Taking the facts in the light most favorable to Plaintiff, the Court finds that Plaintiff provided inadequate evidence upon which a reasonable jury could find an adverse employment action. Therefore, Plaintiff fails to present a prima facie claim under the ADEA.

b. Title VII

Title VII of the Civil Rights Act of 1964 makes it unlawful for an employer "to discriminate against any individual... because of such individual's race, color, religion, sex, or national origin." 42 U.S.C. § 2000e-2(a)(1). The analysis of a Title VII action with no direct evidence of discrimination also follows the McDonnell Douglas burden-shifting framework. "First, the plaintiff must establish a prima facie case of discrimination by showing that (1) she is a member of a protected class, (2) she was qualified for the position, (3) she suffered an adverse employment action, and (4) circumstances exist that give rise to an inference of unlawful discrimination." Pagan v. Holder, 741 F.Supp.2d 687, 695-96 (D.N.J. 2010)(citations omitted). "Once the plaintiff has established a prima facie case, the burden shifts to the defendant to articulate a legitimate, non-discriminatory reason for the alleged discriminatory action." Id. (citations omitted). "Once the defendant does this, then plaintiff must present evidence that the proffered reason is pretextual." Id.

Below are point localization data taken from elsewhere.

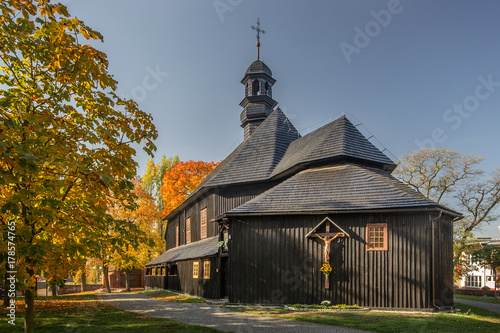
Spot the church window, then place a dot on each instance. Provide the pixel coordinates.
(173, 270)
(376, 237)
(196, 269)
(203, 222)
(188, 230)
(255, 88)
(206, 269)
(473, 281)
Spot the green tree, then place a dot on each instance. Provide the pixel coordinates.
(446, 175)
(152, 180)
(489, 256)
(65, 136)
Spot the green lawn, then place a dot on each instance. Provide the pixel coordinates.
(85, 313)
(470, 319)
(479, 298)
(168, 296)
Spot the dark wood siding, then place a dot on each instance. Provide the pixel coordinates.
(272, 262)
(184, 281)
(217, 201)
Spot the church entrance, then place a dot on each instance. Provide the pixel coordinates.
(224, 271)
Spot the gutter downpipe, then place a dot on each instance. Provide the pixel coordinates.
(433, 261)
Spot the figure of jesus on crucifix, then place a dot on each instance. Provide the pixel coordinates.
(328, 241)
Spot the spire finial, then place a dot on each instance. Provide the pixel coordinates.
(259, 31)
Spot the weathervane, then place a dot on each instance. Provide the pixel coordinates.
(259, 31)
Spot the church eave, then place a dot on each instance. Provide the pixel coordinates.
(258, 75)
(258, 98)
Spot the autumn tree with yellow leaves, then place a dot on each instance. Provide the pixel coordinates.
(181, 181)
(65, 135)
(135, 253)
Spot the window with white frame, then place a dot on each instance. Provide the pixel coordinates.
(196, 269)
(188, 230)
(203, 223)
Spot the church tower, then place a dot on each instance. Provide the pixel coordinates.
(258, 102)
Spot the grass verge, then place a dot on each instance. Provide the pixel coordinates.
(469, 319)
(479, 298)
(168, 296)
(85, 313)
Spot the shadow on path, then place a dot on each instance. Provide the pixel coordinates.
(214, 316)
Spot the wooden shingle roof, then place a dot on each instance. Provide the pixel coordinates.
(340, 188)
(200, 249)
(255, 159)
(338, 140)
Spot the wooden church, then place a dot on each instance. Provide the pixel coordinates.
(290, 219)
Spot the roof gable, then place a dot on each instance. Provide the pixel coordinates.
(336, 189)
(200, 249)
(339, 139)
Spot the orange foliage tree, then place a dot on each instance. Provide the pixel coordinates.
(182, 180)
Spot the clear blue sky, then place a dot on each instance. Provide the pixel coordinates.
(416, 69)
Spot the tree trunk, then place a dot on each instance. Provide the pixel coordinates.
(495, 280)
(127, 280)
(29, 311)
(54, 290)
(106, 277)
(84, 279)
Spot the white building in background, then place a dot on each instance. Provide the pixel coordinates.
(481, 276)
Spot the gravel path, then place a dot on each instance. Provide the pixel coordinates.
(488, 306)
(214, 316)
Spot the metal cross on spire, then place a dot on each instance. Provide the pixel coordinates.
(259, 31)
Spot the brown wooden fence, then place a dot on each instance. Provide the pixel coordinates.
(156, 282)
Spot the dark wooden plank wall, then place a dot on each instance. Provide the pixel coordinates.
(207, 288)
(217, 201)
(273, 263)
(444, 262)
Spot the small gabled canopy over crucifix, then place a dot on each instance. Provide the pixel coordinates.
(259, 31)
(324, 232)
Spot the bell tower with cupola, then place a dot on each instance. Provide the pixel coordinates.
(258, 102)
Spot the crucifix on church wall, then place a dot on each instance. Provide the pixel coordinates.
(327, 237)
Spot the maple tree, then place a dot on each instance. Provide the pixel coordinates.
(65, 153)
(182, 180)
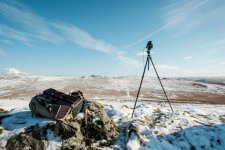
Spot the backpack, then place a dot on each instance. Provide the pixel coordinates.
(56, 105)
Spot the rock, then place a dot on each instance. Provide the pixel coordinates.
(99, 128)
(93, 131)
(32, 138)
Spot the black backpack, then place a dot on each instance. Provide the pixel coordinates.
(57, 105)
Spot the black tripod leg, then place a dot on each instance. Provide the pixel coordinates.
(161, 83)
(147, 61)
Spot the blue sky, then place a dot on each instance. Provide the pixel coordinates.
(103, 37)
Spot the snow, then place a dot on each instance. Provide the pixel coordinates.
(191, 125)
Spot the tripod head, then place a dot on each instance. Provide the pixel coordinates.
(149, 46)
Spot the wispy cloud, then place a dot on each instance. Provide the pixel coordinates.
(213, 46)
(6, 41)
(32, 27)
(167, 67)
(2, 52)
(176, 14)
(188, 57)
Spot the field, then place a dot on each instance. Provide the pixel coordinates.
(196, 123)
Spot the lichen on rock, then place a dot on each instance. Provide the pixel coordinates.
(93, 131)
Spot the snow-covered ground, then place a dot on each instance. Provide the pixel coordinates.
(191, 126)
(15, 84)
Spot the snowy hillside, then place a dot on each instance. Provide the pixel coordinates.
(192, 126)
(15, 84)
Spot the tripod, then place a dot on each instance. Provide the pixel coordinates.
(149, 46)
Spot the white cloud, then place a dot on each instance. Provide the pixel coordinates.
(6, 41)
(166, 67)
(2, 52)
(188, 57)
(33, 27)
(176, 15)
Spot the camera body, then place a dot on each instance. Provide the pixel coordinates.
(149, 45)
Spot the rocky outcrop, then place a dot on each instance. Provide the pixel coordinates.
(92, 131)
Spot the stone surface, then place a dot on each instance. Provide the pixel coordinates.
(93, 131)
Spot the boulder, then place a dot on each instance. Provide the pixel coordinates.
(92, 131)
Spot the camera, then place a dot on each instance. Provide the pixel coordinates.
(149, 45)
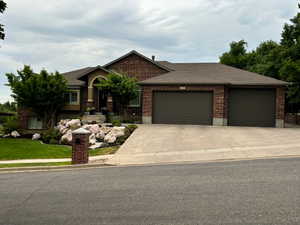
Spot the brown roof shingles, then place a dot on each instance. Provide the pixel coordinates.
(209, 73)
(189, 74)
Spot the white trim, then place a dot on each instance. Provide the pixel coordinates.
(280, 123)
(91, 82)
(78, 97)
(147, 119)
(140, 99)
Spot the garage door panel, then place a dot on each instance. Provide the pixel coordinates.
(252, 107)
(182, 107)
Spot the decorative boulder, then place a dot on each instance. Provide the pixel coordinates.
(110, 138)
(67, 138)
(100, 135)
(74, 124)
(98, 145)
(105, 129)
(86, 126)
(92, 139)
(15, 134)
(94, 128)
(36, 136)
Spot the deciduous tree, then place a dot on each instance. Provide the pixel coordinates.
(42, 92)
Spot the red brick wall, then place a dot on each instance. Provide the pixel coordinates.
(218, 104)
(141, 69)
(280, 103)
(135, 66)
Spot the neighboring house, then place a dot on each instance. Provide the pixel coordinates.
(184, 93)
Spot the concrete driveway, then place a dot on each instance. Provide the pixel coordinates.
(188, 143)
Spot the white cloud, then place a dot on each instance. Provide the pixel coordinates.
(66, 34)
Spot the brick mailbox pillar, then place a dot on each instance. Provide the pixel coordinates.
(80, 146)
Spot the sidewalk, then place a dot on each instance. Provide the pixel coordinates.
(91, 159)
(206, 155)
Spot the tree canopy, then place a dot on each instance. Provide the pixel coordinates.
(8, 107)
(42, 92)
(277, 60)
(2, 9)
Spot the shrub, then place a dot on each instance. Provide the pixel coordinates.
(11, 124)
(128, 131)
(116, 123)
(131, 127)
(53, 142)
(51, 136)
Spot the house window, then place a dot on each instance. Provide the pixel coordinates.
(72, 97)
(136, 102)
(35, 123)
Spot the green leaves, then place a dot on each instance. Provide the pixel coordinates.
(2, 9)
(120, 86)
(281, 61)
(42, 92)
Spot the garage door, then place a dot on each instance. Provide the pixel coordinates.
(182, 107)
(252, 107)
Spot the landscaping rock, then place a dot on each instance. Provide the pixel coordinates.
(94, 128)
(118, 131)
(92, 139)
(67, 138)
(110, 138)
(15, 134)
(36, 136)
(105, 129)
(98, 145)
(74, 124)
(100, 135)
(86, 126)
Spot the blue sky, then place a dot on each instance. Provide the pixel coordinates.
(64, 35)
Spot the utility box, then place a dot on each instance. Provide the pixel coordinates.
(80, 146)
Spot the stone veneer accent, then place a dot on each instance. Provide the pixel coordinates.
(135, 66)
(280, 104)
(220, 103)
(218, 100)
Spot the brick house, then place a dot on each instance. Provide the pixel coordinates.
(184, 93)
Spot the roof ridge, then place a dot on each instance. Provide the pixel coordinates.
(138, 54)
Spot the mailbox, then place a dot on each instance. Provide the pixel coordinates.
(80, 146)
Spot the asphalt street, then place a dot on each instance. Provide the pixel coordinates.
(244, 192)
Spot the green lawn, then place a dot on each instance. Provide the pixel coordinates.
(12, 149)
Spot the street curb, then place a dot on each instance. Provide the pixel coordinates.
(53, 168)
(91, 166)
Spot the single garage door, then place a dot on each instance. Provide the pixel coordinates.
(252, 107)
(182, 107)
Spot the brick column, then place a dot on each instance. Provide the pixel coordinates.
(80, 145)
(220, 117)
(280, 104)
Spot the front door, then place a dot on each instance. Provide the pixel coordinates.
(102, 101)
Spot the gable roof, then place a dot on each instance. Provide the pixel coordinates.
(140, 55)
(72, 77)
(209, 73)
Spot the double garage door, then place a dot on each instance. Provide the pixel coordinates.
(246, 107)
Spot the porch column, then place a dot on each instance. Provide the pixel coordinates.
(90, 94)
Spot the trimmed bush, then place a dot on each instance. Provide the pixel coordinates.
(51, 136)
(11, 124)
(116, 123)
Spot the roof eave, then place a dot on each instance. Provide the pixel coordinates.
(141, 55)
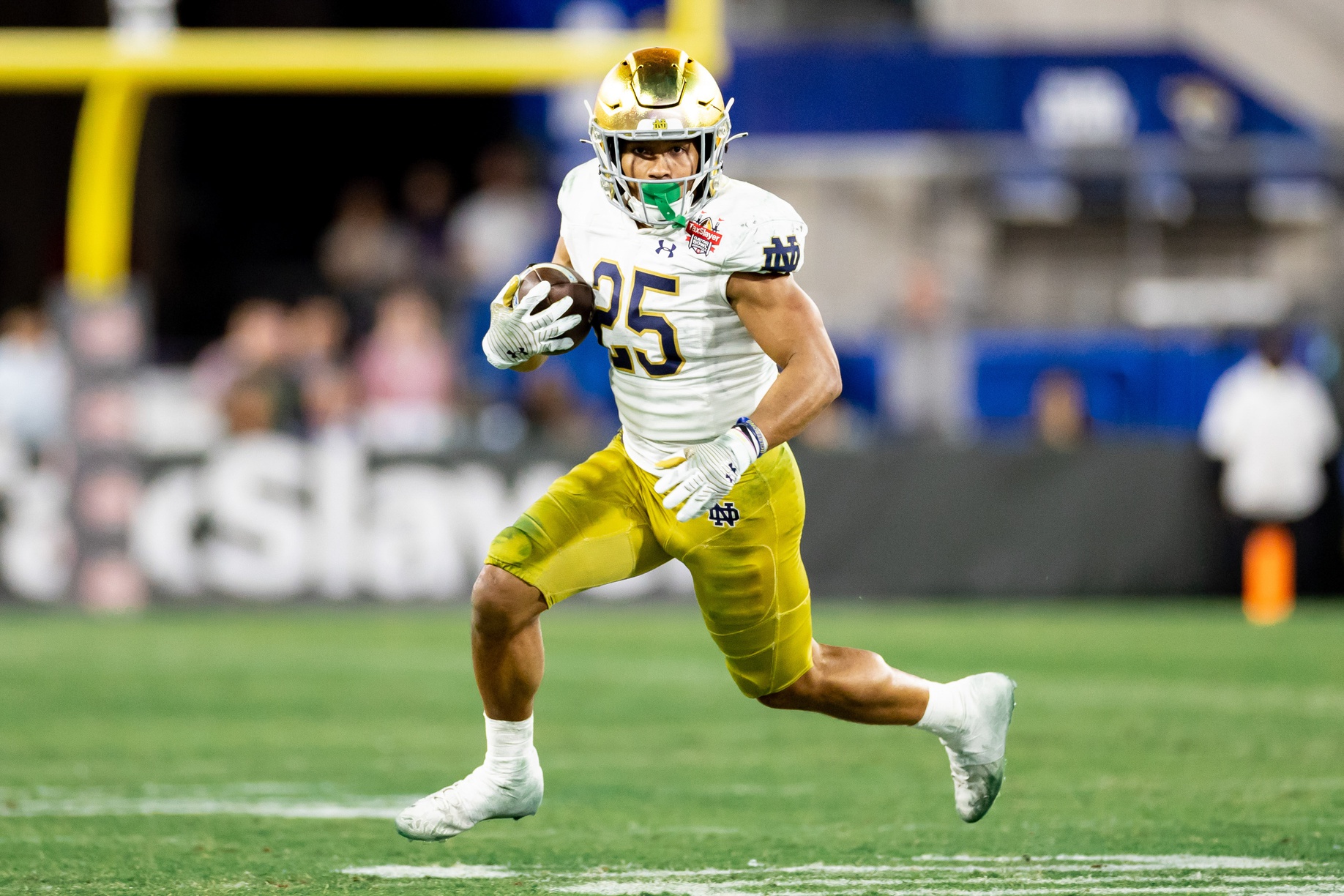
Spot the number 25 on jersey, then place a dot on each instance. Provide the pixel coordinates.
(621, 337)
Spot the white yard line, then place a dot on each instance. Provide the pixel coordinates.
(430, 871)
(262, 799)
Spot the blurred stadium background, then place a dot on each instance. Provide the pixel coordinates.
(246, 249)
(1040, 231)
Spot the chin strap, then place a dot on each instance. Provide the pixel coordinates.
(662, 195)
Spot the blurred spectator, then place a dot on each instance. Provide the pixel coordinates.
(1273, 426)
(250, 405)
(316, 334)
(1059, 410)
(553, 406)
(365, 250)
(253, 348)
(34, 378)
(930, 391)
(501, 228)
(316, 342)
(426, 194)
(406, 373)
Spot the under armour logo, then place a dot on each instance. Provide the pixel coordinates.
(781, 255)
(723, 515)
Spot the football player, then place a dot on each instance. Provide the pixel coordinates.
(718, 359)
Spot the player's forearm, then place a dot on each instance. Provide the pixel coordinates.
(807, 384)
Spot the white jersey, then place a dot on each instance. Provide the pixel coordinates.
(683, 366)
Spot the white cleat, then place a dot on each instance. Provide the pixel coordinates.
(977, 751)
(485, 793)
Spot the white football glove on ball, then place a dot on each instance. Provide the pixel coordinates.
(518, 335)
(707, 474)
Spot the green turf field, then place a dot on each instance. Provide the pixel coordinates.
(179, 751)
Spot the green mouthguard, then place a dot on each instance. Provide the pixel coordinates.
(663, 196)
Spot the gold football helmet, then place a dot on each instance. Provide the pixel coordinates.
(660, 93)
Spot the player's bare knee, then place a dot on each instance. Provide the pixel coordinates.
(800, 695)
(501, 602)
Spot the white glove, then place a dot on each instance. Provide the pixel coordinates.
(516, 334)
(707, 474)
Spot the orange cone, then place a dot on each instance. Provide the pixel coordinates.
(1268, 586)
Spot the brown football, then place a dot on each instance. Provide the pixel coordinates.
(565, 283)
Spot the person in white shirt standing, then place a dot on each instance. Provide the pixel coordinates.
(717, 360)
(1272, 423)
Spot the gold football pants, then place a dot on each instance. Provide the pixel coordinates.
(602, 521)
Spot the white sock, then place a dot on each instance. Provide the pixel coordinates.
(508, 744)
(947, 711)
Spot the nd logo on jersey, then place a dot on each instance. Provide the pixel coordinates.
(702, 236)
(723, 513)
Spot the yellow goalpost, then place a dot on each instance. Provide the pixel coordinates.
(117, 80)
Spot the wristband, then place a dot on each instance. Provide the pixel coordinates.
(753, 434)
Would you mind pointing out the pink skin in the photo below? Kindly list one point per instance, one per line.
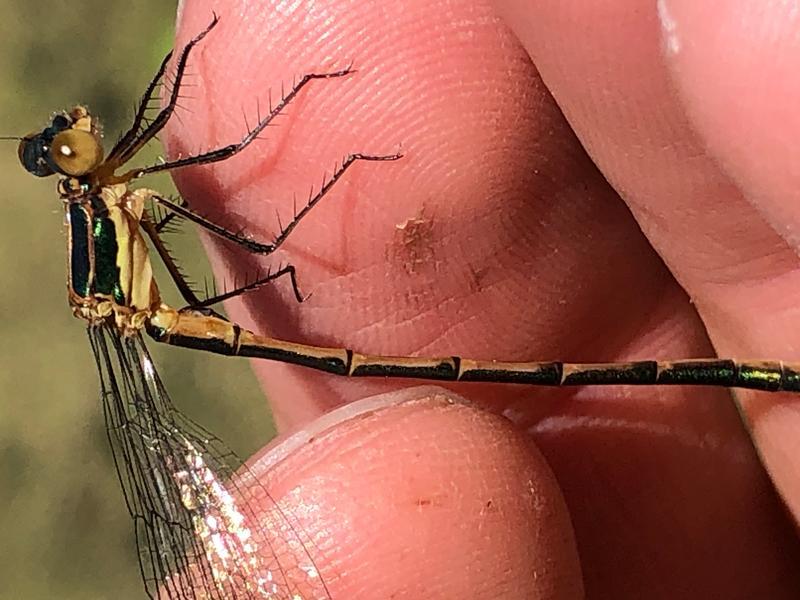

Here, Plaintiff provides no direct evidence of racial discrimination and fails to show an adverse employment decision.[2] See Hussein v. Genuardi's Family Markets, 2002 WL 56248 (E.D. Pa. Jan. 15, 2002) ("Plaintiff was provided essentially the same job with the same responsibilities at the same pay at this new location. There is no evidence that this new location was particularly inconvenient for or placed a burden on Plaintiff... an essentially lateral transfer such as this does not equal an adverse employment action."); Cuffee v. Dover Wipes Co., 334 F.Supp.2d 565 (D. Del. 2004) (involuntary transfer to different position with "reduced role" and fewer responsibilities could not meet objective standard for constructive discharge under Title VII; although circumstances were frustrating and stressful, employee failed to establish conditions were so abhorrent that reasonable person would have resigned after just one day in new position). Accordingly, Plaintiff's Title VII claim fails.

ii. Non-Discriminatory Reason

If Plaintiff had made a prima facie claim of either age or race discrimination, the burden would have shifted to Defendant to "identify a legitimate non-discriminatory reason for the adverse employment action." Smith, 589 F.3d at 690. The record reveals several justifications for the position change. Most notably, Plaintiff made several on-air reporting errors and missed or arrived late for several reports. (Doc. No. 42, Ex. A, Plaintiff's Deposition at 70:18-70:20). Defendant also contends that the move was to a less stressful position where any mistakes could be minimized. ( Id. at 70:86).[3]

Since Defendant identified a legitimate non-discriminatory reason, Plaintiff must demonstrate that the reasons for his termination were actually pretext for discrimination. Smith, 589 F.3d at 690. An employee's disagreement with a personnel decision does not establish pretext. Mercado v. Donahoe, 487 F.Appx. 15, 19 (3d Cir. 2012); see also Billet v. CIGNA Corp., 940 F.2d 812, 825-27 (3d Cir. 1991) ("The fact that an employee disagrees with an employer's evaluation of him does not prove pretext."). Therefore, "our inquiry must concern pretext, and not an independent assessment of how we might evaluate and treat a loyal employee." Healy v. New York Life Ins. Co., 860 F.2d 1209, 1216 (3d Cir. 1988).

Plaintiff admitted that the change in assignment was actually an attempt to keep him employed at the company after his various mistakes. (Doc. No. 42, Ex. A, Plaintiff's Deposition at 103:17-19); see also ( Id. at 84:6-84:18) (Plaintiff stated that move was designed to keep him "out of the crosshairs" of Ms. Abramson, who was angry over Plaintiff's recent mistakes). Plaintiff also admits that the change in work assignment did not violate the Collective Bargaining Agreement and that he knew of no younger or non-minority employees who kept a position after refusing a work assignment. See ( Id. at 109:25-110:2). Taking the facts in the light most favorable to Plaintiff, the Court finds that Plaintiff cannot show pretext.

CONCLUSION

For the reasons set forth above, the motion (Doc. No. 42) is granted.